Relying on this central premise as their critique for the way much of modern science publishing is conducted, McShane, Gal, Gelman, Robert, and Tackett recently published a short paper called “Abandon Statistical Significance,” arguably the most important paper published this year.

This is a paper that implicates all science publishing, as well as government testing, popular science writing, and perhaps more critically, what we say when we say something is meaningful in a scientific sense.

The crux of the paper is to ask the deep question of, “how do we know when the results of a study are meaningful, as opposed to simply pure noise?” Statisticians have traditionally done this by testing a null hypothesis (that there is no difference between two populations) and an alternative hypothesis (there is a meaningful difference between two populations).

As an example, if you wanted to test the question of whether people born on weekdays lived longer than people born on weekends, you’d collect all the actuarial data related to when people were born and when they’d died, and then measure whether there was a difference between the two populations (weekday births and weekend births).

We wouldn’t expect there to be much difference in these two populations. Especially if we collected data on large numbers of people, we’d expect the data to show little or no difference. And if there were a difference, we’d expect it to be just random noise (In statistical terms, we would expect a p-value measuring the difference between the two populations to be pretty close to 1).

This is super weak evidence to reject the null hypothesis. In other words, there’s no probably no connection between the day of the week you were born and how long you’re going to live.

This part isn’t what’s controversial. What’s more controversial is what happens at the other end of the spectrum, because it’s hard to know the exact moment – the threshold – when we can say with confidence that the results of a study are meaningful.

This is what McShane & Company emphasize in their paper “Abandon Statistical Significance.” There is no magic point at which a study becomes meaningful.

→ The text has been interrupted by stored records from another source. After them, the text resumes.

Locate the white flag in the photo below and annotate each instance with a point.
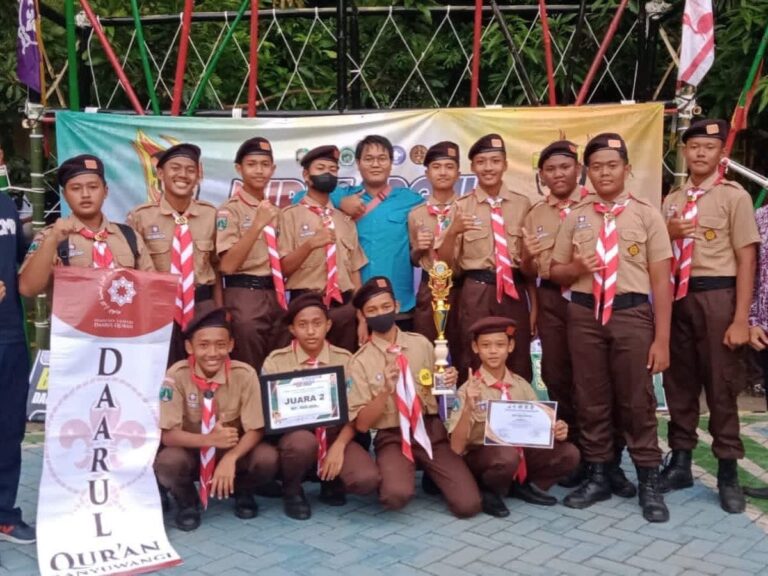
(697, 52)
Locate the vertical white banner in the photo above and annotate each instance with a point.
(99, 508)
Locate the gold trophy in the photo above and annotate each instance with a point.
(440, 283)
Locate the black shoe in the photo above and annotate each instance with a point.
(332, 493)
(532, 494)
(731, 495)
(595, 488)
(676, 473)
(297, 507)
(245, 506)
(493, 505)
(651, 500)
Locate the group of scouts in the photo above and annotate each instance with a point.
(611, 285)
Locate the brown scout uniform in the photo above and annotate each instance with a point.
(359, 473)
(495, 467)
(249, 294)
(610, 362)
(155, 223)
(475, 259)
(446, 468)
(297, 224)
(237, 404)
(726, 223)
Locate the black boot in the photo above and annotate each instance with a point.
(676, 474)
(651, 500)
(595, 488)
(731, 496)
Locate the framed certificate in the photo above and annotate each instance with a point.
(520, 423)
(304, 399)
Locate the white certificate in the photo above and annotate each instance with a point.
(520, 423)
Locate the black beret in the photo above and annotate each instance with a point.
(559, 148)
(306, 300)
(329, 152)
(375, 285)
(442, 151)
(606, 141)
(182, 150)
(83, 164)
(207, 315)
(488, 143)
(493, 325)
(707, 129)
(253, 146)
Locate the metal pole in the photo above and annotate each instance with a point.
(253, 57)
(112, 58)
(601, 53)
(181, 62)
(74, 90)
(145, 59)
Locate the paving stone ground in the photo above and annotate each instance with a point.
(362, 540)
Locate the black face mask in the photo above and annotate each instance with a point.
(324, 183)
(381, 323)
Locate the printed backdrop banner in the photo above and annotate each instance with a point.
(99, 508)
(128, 145)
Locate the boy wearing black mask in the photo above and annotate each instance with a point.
(319, 248)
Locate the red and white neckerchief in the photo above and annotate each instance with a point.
(320, 432)
(101, 254)
(607, 252)
(207, 453)
(270, 237)
(332, 290)
(409, 407)
(505, 283)
(183, 264)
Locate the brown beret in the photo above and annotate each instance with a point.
(707, 129)
(208, 315)
(559, 148)
(325, 152)
(606, 141)
(253, 146)
(442, 151)
(306, 300)
(493, 325)
(488, 143)
(83, 164)
(375, 285)
(182, 150)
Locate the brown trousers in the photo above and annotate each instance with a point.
(495, 467)
(446, 468)
(556, 368)
(610, 377)
(478, 300)
(257, 324)
(701, 360)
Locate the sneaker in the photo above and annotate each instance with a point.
(21, 533)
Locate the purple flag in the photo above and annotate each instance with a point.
(27, 50)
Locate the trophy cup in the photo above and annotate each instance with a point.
(440, 284)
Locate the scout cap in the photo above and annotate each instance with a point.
(442, 151)
(208, 315)
(488, 143)
(328, 152)
(183, 150)
(493, 325)
(707, 129)
(606, 141)
(375, 286)
(83, 164)
(306, 300)
(559, 148)
(252, 147)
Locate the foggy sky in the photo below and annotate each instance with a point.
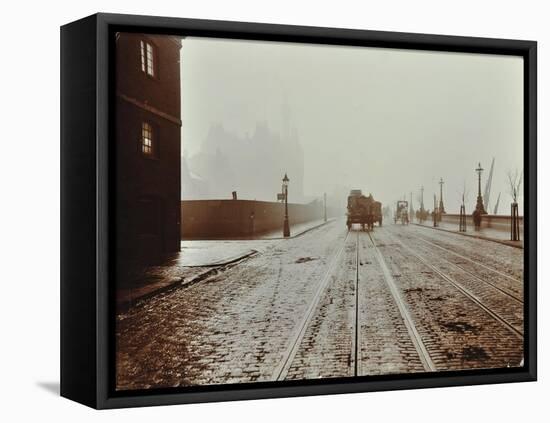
(382, 120)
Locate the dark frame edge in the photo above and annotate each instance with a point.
(78, 341)
(530, 142)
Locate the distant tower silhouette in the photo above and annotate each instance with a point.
(441, 206)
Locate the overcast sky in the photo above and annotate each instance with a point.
(382, 120)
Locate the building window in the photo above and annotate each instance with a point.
(147, 140)
(147, 58)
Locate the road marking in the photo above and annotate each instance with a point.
(284, 365)
(421, 349)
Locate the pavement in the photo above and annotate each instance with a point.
(198, 260)
(488, 234)
(332, 303)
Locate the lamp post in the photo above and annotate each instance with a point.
(286, 226)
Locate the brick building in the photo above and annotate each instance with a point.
(148, 144)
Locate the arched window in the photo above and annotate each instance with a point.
(148, 58)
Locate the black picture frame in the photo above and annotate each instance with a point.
(87, 198)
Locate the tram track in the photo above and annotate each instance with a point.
(475, 262)
(466, 292)
(416, 339)
(293, 346)
(509, 293)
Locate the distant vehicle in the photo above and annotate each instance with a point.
(363, 210)
(402, 212)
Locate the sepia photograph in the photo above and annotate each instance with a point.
(288, 211)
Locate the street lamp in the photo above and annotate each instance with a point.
(286, 226)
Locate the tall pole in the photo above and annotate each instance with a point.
(480, 208)
(411, 210)
(441, 207)
(286, 226)
(435, 211)
(325, 198)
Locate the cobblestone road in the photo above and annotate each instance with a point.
(333, 304)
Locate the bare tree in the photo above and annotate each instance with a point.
(515, 179)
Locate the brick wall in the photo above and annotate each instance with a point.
(225, 218)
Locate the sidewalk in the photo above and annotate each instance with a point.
(198, 260)
(488, 234)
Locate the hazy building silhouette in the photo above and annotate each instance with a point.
(252, 164)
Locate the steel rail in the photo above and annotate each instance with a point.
(463, 290)
(281, 371)
(502, 290)
(416, 339)
(472, 261)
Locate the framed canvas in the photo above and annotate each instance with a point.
(257, 211)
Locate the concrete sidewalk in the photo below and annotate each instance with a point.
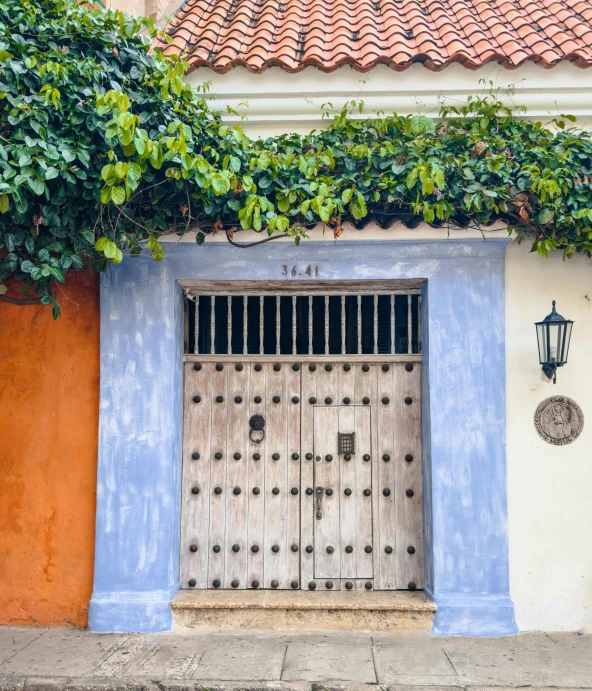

Rather you have to look at all the circumstances related to the study to know what it means. One single statistical analysis cannot prove that something is significant, because other factors matter.  The “other factors” that matter include “prior and related evidence, plausibility of mechanism, study design and data quality, real world costs and benefits, novelty of finding, and other factors that vary by research domain.”

Traditionally, scientists have rather arbitrarily decided that the 5% threshold (P-value <.05, less than 1 in 20 chance of being wrong) is the measure of when something is meaningful. But there is no scientific magic fairy dust that transforms the data from meaningless from meaningful when there is a difference between a 6 % and 5% chance of occurring at random. And that’s what Gelman means when he says that “[t]he difference between ‘significant’ and ‘not significant’ is not itself statistically significant.”

There is a huge motivation for researchers to find evidence that something is meaningful. Few careers are borne out of papers showing that something isn’t meaningful or significant. As a result, scientists are highly motivated to go find statistical significance and publish those results. This bias in favor of searching for statistical significance leads to lower quality research and more confusion about what is truly significant.

This is why we so often hear contradictory evidence about what diets, foods, and lifestyles are good for us and which are bad. Scientists are trying to make names for themselves by searching for supposedly meaningful evidence and publishing that information to the press.

McShane & Company convincingly argue that scientists and science publishers should instead look more deeply into the totality of the evidence related to any given study, rather than to magic thresholds that supposedly purport to show significance.